The calculation did not take in recent drilling at Guadalupe, mainly at depth on Norte, Guadalupe, and Animas. A 34-hole program — 7,000 metres of diamond drilling and 2,500 metres of reverse-circulation drilling — intersected multiple mineralized zones of quartz or carbonate breccia in most holes.
True widths of the mineralization mainly varied from 2 to 12 metres, occasionally widening (the longest interval was 34.5 metres, or about 26 metres true width, grading 47 grams silver and 1.04 grams gold per tonne).
Among the better intersections were one of 22.5 metres grading 193 grams silver and 3.29 grams gold per tonne, about 17.2 metres in true width, and one of 17.5 metres grading 152 grams silver and 1.22 grams gold per tonne, about 11.3 metres true width.

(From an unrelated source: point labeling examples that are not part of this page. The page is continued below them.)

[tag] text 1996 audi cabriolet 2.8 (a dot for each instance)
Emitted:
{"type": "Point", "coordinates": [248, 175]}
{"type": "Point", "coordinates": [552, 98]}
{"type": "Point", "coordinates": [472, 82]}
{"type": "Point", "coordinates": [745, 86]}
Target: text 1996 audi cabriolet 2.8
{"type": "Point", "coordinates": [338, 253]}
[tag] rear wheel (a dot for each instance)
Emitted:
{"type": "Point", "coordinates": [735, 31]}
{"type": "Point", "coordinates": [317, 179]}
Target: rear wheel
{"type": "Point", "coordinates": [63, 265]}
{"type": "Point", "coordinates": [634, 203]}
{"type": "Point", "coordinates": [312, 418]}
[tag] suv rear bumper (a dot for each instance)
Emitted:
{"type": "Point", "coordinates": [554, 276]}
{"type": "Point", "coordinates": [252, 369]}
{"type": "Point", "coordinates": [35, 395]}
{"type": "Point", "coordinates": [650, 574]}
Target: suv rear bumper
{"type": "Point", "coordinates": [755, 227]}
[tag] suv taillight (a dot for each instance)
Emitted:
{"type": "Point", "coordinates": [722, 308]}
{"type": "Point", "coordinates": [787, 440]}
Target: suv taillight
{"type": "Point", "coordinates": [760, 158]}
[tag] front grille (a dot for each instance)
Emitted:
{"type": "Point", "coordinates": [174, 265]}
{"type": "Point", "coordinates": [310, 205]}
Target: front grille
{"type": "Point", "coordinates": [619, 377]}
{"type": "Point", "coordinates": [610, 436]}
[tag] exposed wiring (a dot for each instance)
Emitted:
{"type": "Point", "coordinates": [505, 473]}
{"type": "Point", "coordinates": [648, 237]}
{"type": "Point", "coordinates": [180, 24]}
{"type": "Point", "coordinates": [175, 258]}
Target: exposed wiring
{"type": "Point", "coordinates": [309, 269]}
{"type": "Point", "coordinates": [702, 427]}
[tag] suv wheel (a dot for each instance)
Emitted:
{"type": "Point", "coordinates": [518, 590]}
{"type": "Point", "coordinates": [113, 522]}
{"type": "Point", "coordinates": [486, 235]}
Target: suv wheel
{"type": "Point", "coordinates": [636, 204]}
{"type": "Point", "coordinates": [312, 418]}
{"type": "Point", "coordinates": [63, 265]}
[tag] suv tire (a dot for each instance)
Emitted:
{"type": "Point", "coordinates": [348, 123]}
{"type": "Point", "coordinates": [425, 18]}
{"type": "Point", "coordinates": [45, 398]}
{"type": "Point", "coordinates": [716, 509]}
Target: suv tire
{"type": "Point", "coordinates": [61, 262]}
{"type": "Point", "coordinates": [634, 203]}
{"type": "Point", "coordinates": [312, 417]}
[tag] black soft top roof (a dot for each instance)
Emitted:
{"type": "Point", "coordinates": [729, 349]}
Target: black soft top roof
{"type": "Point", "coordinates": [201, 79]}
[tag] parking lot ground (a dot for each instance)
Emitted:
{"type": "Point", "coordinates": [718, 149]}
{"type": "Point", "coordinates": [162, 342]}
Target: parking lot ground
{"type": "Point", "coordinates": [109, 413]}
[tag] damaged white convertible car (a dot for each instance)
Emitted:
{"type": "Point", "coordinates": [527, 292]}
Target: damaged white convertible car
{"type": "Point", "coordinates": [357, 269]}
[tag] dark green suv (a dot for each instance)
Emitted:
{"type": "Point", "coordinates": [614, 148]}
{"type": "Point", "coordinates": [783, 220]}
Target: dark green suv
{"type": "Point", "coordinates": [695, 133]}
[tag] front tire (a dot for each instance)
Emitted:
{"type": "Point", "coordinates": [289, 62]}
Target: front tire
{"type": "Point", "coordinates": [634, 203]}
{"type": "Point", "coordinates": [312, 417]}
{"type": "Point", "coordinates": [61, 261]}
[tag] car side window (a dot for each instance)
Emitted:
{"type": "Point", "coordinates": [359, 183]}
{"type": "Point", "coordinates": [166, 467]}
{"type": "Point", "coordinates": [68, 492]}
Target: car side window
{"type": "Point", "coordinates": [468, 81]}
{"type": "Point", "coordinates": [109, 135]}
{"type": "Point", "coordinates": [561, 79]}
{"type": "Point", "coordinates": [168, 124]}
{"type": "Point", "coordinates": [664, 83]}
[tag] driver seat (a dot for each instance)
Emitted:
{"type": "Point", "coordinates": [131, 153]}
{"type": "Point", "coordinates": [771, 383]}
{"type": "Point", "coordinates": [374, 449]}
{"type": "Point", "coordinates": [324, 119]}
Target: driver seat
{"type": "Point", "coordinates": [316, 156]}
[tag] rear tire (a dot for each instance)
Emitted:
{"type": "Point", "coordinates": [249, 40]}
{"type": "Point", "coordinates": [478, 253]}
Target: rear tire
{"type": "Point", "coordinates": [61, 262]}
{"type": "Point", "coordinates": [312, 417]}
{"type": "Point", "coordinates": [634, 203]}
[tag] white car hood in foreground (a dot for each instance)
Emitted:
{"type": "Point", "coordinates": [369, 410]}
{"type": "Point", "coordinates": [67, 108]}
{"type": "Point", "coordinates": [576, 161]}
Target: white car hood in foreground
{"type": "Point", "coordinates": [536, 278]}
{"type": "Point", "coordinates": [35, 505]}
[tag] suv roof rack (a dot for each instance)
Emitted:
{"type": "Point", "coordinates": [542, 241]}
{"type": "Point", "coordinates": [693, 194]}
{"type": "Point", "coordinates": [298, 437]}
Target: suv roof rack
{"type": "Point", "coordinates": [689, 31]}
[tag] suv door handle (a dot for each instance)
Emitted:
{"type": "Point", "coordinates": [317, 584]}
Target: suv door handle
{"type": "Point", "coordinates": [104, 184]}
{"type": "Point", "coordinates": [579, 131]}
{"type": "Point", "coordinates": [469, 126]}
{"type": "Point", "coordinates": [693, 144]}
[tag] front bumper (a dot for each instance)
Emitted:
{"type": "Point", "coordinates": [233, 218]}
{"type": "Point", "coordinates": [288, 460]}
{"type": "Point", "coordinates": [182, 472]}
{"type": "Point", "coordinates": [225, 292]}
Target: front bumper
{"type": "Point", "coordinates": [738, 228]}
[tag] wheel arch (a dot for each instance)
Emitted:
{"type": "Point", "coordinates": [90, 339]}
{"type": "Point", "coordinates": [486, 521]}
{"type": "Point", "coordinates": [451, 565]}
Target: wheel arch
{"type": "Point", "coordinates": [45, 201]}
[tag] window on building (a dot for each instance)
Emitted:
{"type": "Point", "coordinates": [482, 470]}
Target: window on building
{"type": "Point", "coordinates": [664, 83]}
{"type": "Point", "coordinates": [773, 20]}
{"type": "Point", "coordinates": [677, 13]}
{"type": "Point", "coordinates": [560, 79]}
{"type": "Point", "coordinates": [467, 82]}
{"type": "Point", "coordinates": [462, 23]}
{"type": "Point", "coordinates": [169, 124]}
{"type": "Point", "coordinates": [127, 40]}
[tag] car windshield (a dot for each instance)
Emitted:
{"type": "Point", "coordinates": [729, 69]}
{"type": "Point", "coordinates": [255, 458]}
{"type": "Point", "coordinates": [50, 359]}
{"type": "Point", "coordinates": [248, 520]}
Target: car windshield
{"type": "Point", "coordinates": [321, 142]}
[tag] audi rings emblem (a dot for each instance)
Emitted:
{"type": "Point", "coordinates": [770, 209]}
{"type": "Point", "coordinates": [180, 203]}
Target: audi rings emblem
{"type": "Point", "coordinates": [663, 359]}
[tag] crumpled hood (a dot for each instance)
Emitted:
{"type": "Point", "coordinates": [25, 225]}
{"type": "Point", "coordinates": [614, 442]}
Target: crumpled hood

Both were at depth on Guadalupe Norte.
The resource at La Patria is 3.6 million tonnes grading 35 grams silver and 1.49 grams gold per tonne, all inferred.
Actual development work continues, with about US$55 million of the budget expended at the end of the second quarter. Site preparation was slightly behind schedule at that stage, but structural steel erection for the mill and leach plant was under way. A mill was ready to be shipped from South Africa. The national power utility is building a power line at a cost to the project of US$8.5 million, and an on-site diesel generation station is also under construction.
Palmarejo has a lease in place for a mining fleet, covering 95% of the cost of equipment, and tenders were in for contract mining.
Meanwhile, Coeur has filed the preliminary proxies to issue shares in its proposed takeover of Palmarejo and Bolnisi. Coeur is offering to take over Bolnisi and Palmarejo in an all-paper transaction that values the two companies at US$1.1 billion. Bolnisi shareholders would get 0.682 of a Coeur share for one Bolnisi, and Palmarejo shareholders 2.715 shares of Coeur for one Palmarejo.
The merger agreements have been amended to stretch the timeline for the merger, which was originally planned to close in the third quarter of the year. Now the parties expect to have the merger complete by year-end.